Once the conversion is complete, the data is cleaned based on its possible range. For soc, values must be positive and less than 1000.

Code
# Define the property column, assuming it's in a variable `prop`
lower_limit, upper_limit = 0, 1000

# Remove negative values (below lower limit) and print summary
nan_counts_lower = dff[dff[prop]< lower_limit].groupby('ref').size()
print("\nNaN dff count per 'ref' from negative values:")
for ref, count in nan_counts_lower.items():
    print(ref, count)
    
# Remove values above the upper limit and print summary
nan_counts_upper = dff[dff[prop]> upper_limit].groupby('ref').size()
print("\nNaN dff count per 'ref' from values exceeding upper limit:")
for ref, count in nan_counts_upper.items():
    print(ref, count)
    
dff.loc[dff[prop] < lower_limit, prop] = np.nan
dff.loc[dff[prop] > upper_limit, prop] = np.nan

plot_subplots_histogram(dff, prop, 'ref', filt=None, value_range=[lower_limit, upper_limit], bins=40)
NameError: name 'dff' is not defined

Measurements with a quality score below 2 (indicating they are not comparable to LUCAS) are set to NaN. Finally, all unnecessary columns are dropped, keeping only the quality score column.

Code
dff.loc[dff[f'{prop}_qa']<=2,prop] = np.nan
dff = dff.drop(columns=['src','conversion formula', 'conversion ref',f'{prop}_original',unit,mtod])
dff.to_parquet(f'{data_path}/soil.showcase_soc.cleaned.o1_l2.pq')

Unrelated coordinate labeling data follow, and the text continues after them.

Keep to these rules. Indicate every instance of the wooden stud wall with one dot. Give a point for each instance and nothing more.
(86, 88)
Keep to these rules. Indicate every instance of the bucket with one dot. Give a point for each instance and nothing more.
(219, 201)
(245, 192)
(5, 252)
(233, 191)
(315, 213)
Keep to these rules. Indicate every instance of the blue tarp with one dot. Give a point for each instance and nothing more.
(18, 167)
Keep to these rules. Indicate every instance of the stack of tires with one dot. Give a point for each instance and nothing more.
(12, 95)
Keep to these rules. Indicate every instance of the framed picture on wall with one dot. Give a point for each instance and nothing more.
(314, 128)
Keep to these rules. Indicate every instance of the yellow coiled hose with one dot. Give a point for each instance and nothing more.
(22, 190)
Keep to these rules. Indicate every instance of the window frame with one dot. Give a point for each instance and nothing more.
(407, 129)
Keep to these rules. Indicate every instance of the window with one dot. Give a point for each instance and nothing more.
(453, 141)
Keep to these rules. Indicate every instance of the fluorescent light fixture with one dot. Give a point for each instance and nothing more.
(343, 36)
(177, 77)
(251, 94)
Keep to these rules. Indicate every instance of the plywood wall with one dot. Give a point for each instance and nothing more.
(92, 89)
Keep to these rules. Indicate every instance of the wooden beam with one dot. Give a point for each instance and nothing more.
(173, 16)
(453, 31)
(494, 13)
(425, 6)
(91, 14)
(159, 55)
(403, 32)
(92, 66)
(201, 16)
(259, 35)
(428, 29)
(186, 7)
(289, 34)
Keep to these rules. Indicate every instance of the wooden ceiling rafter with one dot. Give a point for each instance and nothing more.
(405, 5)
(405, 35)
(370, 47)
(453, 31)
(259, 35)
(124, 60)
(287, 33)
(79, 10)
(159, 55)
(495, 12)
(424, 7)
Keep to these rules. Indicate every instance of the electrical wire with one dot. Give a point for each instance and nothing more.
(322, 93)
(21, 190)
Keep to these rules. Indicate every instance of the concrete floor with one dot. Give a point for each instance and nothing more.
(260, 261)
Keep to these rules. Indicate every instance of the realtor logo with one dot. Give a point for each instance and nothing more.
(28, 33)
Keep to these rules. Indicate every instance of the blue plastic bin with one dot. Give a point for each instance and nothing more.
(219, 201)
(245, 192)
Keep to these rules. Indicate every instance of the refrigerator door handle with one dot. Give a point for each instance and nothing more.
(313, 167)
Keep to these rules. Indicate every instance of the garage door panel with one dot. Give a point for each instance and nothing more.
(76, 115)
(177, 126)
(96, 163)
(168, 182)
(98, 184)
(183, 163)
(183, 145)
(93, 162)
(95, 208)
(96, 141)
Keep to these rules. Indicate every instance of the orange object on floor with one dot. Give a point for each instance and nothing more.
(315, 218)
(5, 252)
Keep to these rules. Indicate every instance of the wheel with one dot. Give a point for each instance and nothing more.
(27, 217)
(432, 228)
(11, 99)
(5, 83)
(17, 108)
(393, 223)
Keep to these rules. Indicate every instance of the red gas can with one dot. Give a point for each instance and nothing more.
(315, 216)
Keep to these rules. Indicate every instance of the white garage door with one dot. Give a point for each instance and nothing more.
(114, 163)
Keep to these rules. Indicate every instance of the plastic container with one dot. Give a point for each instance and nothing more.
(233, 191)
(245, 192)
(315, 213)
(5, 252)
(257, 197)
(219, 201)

plot_spatial_distribution(dff, title = 'harmonized soc')
NameError: name 'dff' is not defined

Harmonized soil dataset

The harmonized soil point dataset is presented in a tabular format. Each row in the table represents a sample collected from a specific depth and location in a given year. The table is organized into columns that store two main types of information about each sample:

  1. Meta Information
    • lat and lon: Latitude and longitude of the sample location.
    • time: Sampling year (finest granularity available).
    • hzn_dep: Derived from the mean of top and bottom of the sampled soil horizon layer.
    • ref: Name of the data source.
    • id: Unique sample identifier; cross-reference with ref.
    • nuts0: Country where the data originates.
  2. Soil Property Information
    • soc (oc_iso.10694.1995.wpct): Soil organic carbon.
    • sand (sand.tot_iso.11277.2020.wpct): Sand content.
    • silt (silt.tot_iso.11277.2020.wpct): Silt content.
    • clay (clay.tot_iso.11277.2020.wpct): Clay content.
    • coarse.mass: coarse fraction in mass.
    • coarse.vol: coarse fraction in volume.
    • bulk.density.tot (bd.core_iso.11272.2017.g.cm3): Bulk density of total bulk sample.
    • bulk.density.fe: Bulk density of fine earth (size < 2mm).
    • ocd (oc_iso.10694.1995.mg.cm3): Organic carbon density.
    • ph.h2o (ph.h2o_iso.10390.2021.index): pH in H2O.
    • total.n (n.tot_iso.13878.1998.wpct): Total nitrogen.
    • carbonates (caco3_iso.10693.1995.wpct): Carbonate content.
    • ph.cacl2 (ph.cacl2_iso.10390.2021.index): pH in CaCl2.
    • extractable.p (p.ext_iso.11263.1994.mg.kg): Extractable phosphorus.
    • extractable.k (k.ext_usda.nrcs.mg.kg): Extractable potassium.
    • cec (cec.ext_iso.11260.1994.cmol.kg): Cation exchange capacity.
    • ec (ec_iso.11265.1994.ms.m): Electrical conductivity.
  3. Measurement Quality Score
    • Each measurement is assigned a quality score ranging from 0 to 5, where 5 represents the highest quality. This score reflects the comparability of the measurement to corresponding LUCAS data. Details of quality score see in Harmonization sheet - ReadMe.